WhatsApp is one of the most popular IM applications around and like every piece of software, it isn’t free from bugs and issues. And while the developer is working hard to fix whatever is broken, we’re seeing new flaws popup. The latest one takes a hit at the service’s privacy as hackers can easily track movements of people on the IM app.
WhatsApp has some pretty robust privacy settings as it allows you to choose who can see the information you share. Basically, you can choose whether you want everyone, only contacts or nobody to access details like your last seen, profile photo and status updates. And even if you set them to the highest level, there’s still a way hackers can keep track of what you do on the service.
Now, they won’t be able to read your messages, but your basic privacy which we mentioned above will be entirely compromised. A student from Dutch University, Maikel Zweerink, has designed a web tool he calls WhatsSpy Public which basically leverages a flaw in the service’s privacy settings.
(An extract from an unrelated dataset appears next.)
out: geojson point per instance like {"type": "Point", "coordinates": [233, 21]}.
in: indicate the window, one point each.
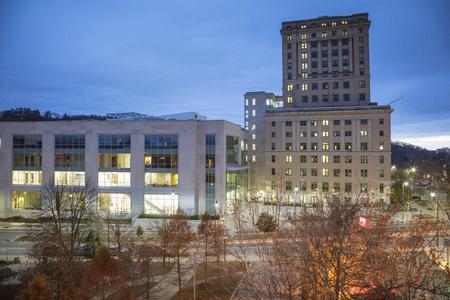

Maikel explains in a blog post that he can track anyone’s moves on WhatsApp through this tool even if you set all of the privacy options to ‘nobody.’ What’s more, the web app is made available as an opensource project on Gitlab which means anyone can grab a copy and fiddle with it. However, you’d need to have good knowledge on IT and your own personal server to get things working.
Even so, the thought of someone being able to stalk your profile is scary and hopefully WhatsApp will do something to improve its security and also patch the privacy flaw. If you’re not convinced by Maikel’s web tool, he’s willing to give you a live demonstration as long as you’re willing to play guinea pig.